Hundreds of millions of people around the world suffer from visual impairment. A new program from Microsoft utilizes machine learning techniques and artificial intelligence to help diagnose and treat the condition, according to a report from Mashable.
Earlier this year, Microsoft teamed with the not-for-profit LV Prasad Eye Institute (LVPEI) in India, which provided the computing giant with access to more than one million anonymized medical records. Those records were tossed into Microsoft’s cloud-based machine learning program and processed.
The data gave Microsoft the ability to look through and analyze a wide range of procedures, providing a better understanding as to why a certain operation is chosen and the results of different surgeries for the eye patients.
Using its Azure machine learning program and Power BI service, Microsoft was able to use the data to help doctors make decisions. The company was able to relay to a doctor how much time a patient has until its visual degrades further. It was also able to predict how successful a given procedure might be.
While Microsoft hasn’t officially said just how success the program has been, it appears confident enough in the initiative to take it on the road.
The computing company is doubling up its efforts, launching programs at the Bascom Palmer Eye Institute at the University of Miami, Flaum Eye Institute at the University of Rochester, Federal University of Sao Paulo in Brazil, and the Brien Holden Vision Institute in Australia.

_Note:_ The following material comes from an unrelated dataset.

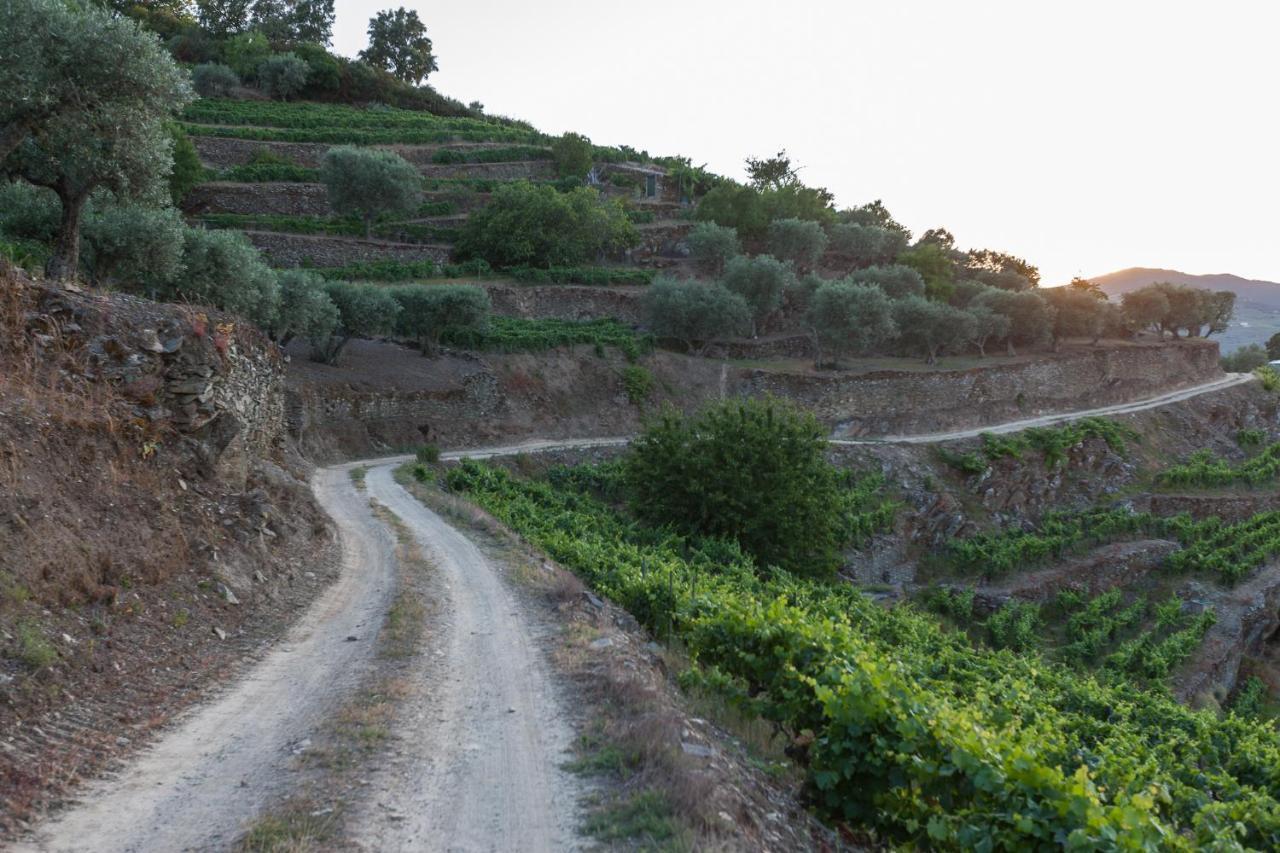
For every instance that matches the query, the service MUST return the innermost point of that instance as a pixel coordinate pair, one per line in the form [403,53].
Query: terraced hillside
[263,176]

The partnerships will be extensions of the original collaboration with the LVPEI in India, with the institutes providing Microsoft with considerable swaths of data to process. Those sets of information, coming from unique geographic areas, will help Microsoft fine-tune its machine learning algorithms to create a more accurate predictive model.
The success of a program like Microsoft’s could be vital to improving the health of people around the globe. According to the World Health Organization (WHO), about 285 million people are visually impaired, including 39 million who are blind. Eighty percent of visual impairments can be treated, WHO estimates.
Microsoft isn’t alone if its efforts to improve health outcomes through artificial intelligence. IBM’s popular Watson program has also been tapped to help diagnose and treat patients. The platform launched in six hospitals in India last year to provide physicians with its insight.